UN Options
Calling a Security Council Meeting. This would gain maximum publicity but we could not obtain any action and we would force the Soviets to defend the North Koreans.
Present a letter to the Security Council. This gets our position on the record but with little publicity and appears perfunctory.
Nothing to do with the Cheonan sinking, instead it is the minutes of a National Security Council meeting on April 16th, 1969 following the downing, probably in international waters, of a U.S. Navy Lockheed EC-121 reconnaissance plane by North Korea.
Elsewhere in the documents, which have been declassified and placed on the internet by the people at the U.S. National Security Archive at George Washington University under the prescient title "How Do You Solve A Problem Like Korea?", it is revealed that the U.S. contemplated up to 47 nuclear strikes against the North, but ultimately rejected the use of any military force whatsoever because "air strikes against military targets in North Korea “will be a deliberate act of war” and, thereafter, “North Korea may respond by launching air strikes against US/ROK forces.”
Proof, then, if proof were needed, that the more things change the more they stay the same.
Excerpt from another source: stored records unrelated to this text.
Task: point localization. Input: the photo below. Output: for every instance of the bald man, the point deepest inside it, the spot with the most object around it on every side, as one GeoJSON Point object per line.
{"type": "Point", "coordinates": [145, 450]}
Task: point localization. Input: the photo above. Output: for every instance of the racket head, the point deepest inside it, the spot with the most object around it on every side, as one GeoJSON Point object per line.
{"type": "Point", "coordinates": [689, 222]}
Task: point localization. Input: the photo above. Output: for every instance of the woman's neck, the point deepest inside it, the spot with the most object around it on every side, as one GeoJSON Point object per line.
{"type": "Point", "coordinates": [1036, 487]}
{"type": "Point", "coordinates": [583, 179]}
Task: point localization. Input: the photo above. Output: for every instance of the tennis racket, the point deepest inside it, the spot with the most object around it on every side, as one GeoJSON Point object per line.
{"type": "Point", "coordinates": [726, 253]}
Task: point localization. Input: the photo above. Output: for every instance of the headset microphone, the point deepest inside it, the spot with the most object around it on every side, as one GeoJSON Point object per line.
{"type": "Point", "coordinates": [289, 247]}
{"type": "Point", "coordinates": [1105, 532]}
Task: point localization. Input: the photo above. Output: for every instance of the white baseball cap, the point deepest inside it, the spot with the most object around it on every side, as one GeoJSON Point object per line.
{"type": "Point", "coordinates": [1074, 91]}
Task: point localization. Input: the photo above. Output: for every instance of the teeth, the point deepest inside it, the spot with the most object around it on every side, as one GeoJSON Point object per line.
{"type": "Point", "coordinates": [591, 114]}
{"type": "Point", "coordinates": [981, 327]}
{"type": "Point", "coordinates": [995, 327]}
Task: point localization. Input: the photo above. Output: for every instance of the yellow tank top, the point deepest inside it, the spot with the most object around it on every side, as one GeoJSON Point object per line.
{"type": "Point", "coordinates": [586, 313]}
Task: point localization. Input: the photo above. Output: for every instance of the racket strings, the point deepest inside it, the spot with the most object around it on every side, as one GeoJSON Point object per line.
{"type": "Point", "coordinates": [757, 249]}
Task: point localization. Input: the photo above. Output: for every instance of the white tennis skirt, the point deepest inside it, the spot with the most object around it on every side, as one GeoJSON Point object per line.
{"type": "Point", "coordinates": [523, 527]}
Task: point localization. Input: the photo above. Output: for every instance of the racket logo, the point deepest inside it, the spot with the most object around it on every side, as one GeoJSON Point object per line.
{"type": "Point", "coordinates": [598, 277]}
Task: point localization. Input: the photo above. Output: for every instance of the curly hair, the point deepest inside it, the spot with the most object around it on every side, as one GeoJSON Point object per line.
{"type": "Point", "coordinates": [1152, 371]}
Of course the Soviets are gone, and the Chinese are unlikely to start banging their shoes on the UN Security Council lectern, but cosmetic changes do not the substance change.
Which is not to say that the UN is an unhelpful or worthless institution, or anything else which Joshua Stanton might conclude, or indeed to say we should bomb North Korea back into the Stone Age, simply to ponder aloud whether the current situation is anything new, and that, from there, if one concludes that previous efforts didn't succeed, is it wise to do the same thing again?